I'm not quite sure what to look for next. The file does exist.

I notice there is no cfg file in /usr/src/tools/tools/nanobsd. I wonder why that is?

A search of this forum did not turn up much useful.


----------



## Paul47 (Mar 18, 2013)

Now that I think of it, not being able to build NanoBSD using the standard configuration looks like a bug. I guess I will file one unless someone has any other ideas or reasons for this.


----------



## Paul47 (Mar 19, 2013)

I just tried running the build again, and it ran to completion.
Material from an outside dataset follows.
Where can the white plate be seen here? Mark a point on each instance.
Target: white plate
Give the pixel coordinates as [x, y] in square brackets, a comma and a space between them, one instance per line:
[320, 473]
This was my 3rd attempt. In my first attempt I had installed 64-bit FreeBSD 9.1 on a hard drive and run from there. In my second attempt I had installed 32-bit FreeBSD 9.1 on a flash drive. It's just possible I still had the hard drive connected and booted from that, thinking I was booting from the 32-bit install. This time I had the hard drive disconnected, and certainly did run the 32-bit install. So, my guess now is that there is a problem with the 64-bit install. I have read here and there of problems with 64-bit FreeBSD and this board (specifically the video) but I thought the fix was in long enough ago to get into the 9.1 release. Who knows? I am happy now anyway.


----------



## Paul47 (Mar 20, 2013)

OK, another theory bites the dust.

I made a short config file because I wanted to change a couple things, and ran the build again. It failed!

Again it failed in the "build world" step where the linking was going on, but linking another file. I grepped and found several "Error codes" in the log, the first one being "[.depend]". There were none of these in the previous build.

I am getting the impression there is a "race condition" in the script, meaning some steps are executing before previous steps have finished. Since I have a very slow storage medium, perhaps I see it more than others do.


----------